Before the year ends, opportunity still exists to plan remaining expenditures. It is also a time to review expenses incurred throughout the year and harvest tax deductions. Here are items that may help in your planning.
For itemizers and non-itemizers alike, deductions may be claimed for the following:
Real estate taxes paid in 2009 (limited to $500 for married filing separately taxpayers and $1000 for married filing jointly)
Sales tax paid for purchase of a new motor vehicle (cars, trucks, motorcycles and motor homes qualify)
Even those claiming the standard deduction may benefit from these deductions. It sweetens the deal for non-itemizers and also benefits those who itemize. The sales tax paid on a new motor vehicle also provides a benefit for those who live in a state that does not collect state income tax.
If you are retired and feeling generous:
You may make a contribution to a charity by making a direct transfer from your traditional IRA to an eligible charity. You will not receive a deduction for the contribution; however, you will not be taxed on the distribution. This may be a way to contribute to your favorite charity even if cash is tight.

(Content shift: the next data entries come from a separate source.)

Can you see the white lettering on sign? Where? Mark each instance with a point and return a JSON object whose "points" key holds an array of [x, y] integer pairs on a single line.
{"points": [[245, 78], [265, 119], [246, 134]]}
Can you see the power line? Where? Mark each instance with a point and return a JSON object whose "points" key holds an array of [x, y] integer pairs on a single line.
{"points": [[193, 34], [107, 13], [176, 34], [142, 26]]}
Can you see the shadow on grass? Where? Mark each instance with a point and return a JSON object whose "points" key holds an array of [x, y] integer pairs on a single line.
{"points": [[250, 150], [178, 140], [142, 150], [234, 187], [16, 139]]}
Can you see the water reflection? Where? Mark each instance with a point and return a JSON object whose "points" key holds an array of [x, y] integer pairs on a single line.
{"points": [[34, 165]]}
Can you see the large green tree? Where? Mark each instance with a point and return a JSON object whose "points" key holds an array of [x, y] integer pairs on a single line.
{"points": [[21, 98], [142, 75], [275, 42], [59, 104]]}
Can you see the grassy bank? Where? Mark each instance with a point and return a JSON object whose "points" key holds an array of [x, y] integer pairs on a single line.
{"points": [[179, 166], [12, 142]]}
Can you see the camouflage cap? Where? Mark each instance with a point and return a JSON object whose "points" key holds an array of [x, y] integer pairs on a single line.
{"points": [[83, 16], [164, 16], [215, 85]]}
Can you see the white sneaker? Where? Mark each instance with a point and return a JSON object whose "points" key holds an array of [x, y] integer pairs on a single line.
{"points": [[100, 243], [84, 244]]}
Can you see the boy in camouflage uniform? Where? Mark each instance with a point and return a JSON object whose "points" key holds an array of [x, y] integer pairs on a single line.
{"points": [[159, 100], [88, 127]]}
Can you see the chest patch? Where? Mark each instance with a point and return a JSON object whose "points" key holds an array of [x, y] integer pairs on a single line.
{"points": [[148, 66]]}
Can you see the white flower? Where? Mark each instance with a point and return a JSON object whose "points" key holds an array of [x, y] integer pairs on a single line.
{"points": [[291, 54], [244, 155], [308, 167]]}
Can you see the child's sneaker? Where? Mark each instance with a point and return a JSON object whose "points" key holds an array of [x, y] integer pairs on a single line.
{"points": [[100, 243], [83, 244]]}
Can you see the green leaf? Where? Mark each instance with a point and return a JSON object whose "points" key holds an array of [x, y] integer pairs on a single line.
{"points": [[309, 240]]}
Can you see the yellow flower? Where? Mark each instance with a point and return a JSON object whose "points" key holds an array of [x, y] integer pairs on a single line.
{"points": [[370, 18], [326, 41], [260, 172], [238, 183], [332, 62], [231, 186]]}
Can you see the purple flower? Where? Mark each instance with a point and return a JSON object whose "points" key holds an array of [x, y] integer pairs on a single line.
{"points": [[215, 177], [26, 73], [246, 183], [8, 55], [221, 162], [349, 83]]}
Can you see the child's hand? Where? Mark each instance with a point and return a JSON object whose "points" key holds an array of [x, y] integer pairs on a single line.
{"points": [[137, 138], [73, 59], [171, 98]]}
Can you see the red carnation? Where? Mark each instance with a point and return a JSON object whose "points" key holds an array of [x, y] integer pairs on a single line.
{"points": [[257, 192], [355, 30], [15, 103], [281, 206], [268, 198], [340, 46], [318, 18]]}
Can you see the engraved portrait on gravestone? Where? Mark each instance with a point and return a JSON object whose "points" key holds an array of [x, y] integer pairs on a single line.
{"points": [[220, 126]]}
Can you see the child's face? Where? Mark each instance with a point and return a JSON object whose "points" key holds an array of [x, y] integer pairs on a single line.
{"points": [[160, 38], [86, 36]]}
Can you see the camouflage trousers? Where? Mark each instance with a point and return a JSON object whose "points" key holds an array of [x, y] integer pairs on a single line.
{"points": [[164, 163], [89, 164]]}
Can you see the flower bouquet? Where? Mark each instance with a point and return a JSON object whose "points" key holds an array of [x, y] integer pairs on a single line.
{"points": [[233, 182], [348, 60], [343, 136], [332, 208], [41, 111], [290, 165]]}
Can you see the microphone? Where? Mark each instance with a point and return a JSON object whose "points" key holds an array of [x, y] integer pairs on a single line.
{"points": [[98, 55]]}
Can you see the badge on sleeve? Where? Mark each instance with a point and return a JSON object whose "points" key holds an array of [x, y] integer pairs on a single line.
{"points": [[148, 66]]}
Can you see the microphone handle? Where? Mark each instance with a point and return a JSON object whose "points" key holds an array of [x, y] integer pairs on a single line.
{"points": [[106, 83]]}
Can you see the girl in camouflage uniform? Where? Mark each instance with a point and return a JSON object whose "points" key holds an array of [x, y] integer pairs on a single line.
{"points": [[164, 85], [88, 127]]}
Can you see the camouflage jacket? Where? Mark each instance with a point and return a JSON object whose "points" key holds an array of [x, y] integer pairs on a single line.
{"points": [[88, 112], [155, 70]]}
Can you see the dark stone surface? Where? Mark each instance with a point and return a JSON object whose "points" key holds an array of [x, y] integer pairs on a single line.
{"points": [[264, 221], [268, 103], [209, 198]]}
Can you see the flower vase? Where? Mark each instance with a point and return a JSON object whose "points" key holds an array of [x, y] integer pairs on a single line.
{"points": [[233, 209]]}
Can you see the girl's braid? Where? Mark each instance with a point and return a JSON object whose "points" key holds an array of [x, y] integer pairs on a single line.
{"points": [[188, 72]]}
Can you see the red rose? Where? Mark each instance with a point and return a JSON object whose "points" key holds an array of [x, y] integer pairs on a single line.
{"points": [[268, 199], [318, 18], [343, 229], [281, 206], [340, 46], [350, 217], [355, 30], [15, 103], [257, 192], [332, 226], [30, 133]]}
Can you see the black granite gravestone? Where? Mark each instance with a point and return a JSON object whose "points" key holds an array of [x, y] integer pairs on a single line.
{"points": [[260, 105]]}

If you have kids in college, you have an opportunity to maximize a new credit:
The American Opportunity Credit modifies the Hope Credit. The maximum credit is $2,500 and a portion of the credit is refundable. Expenses eligible for the credit are tuition, fees and books. Room and board do not qualify. The first $2,000 of expenses qualify at 100%, the next $2,000 qualifies at 25%. You may want to pre-pay 2010 tuition now to maximize the benefit and take advantage of this credit. (Income limits do apply)
If you are a first time homebuyer:
The first time homebuyer credit has been extended. If you purchase a principal residence during 2009 and before July 1, 2010 you may claim the credit on your 2009 or 2010 tax return
This valuable credit gets $8000 in the pockets of homebuyers and gives them the opportunity to stimulate the economy by purchasing carpet, furniture or home improvement items or anything else that happens to be on the "wish" list.
If you are a repeat homebuyer:
If you have been in your home for 5 of the last 8 years and are buying another home, you qualify for a $6,500 tax credit
While a move wouldn't be recommended based on this credit alone, if you are in the process of moving anyway and meet the criteria, this is a great credit.
If you made energy efficient home improvements:
If you insulated, put new windows, exterior doors, or a roof, you may qualify for a $1,500 credit. Other items that qualify are water heaters, central air conditioners and furnaces. You can find additional information at www.energystar.gov.
This quirky credit was not available for 2008, but was available in 2007 and resurfaced in 2009.
If you lost your job:
Up to $2,400 of unemployment compensation will not be taxable to you
The 65% COBRA subsidy payments paid by your previous employer are not taxable to you
These are just a few of the tax saving initiatives that may help you save tax dollars. Since the tax code is complex, it is always best practice to get particulars from your tax advisor.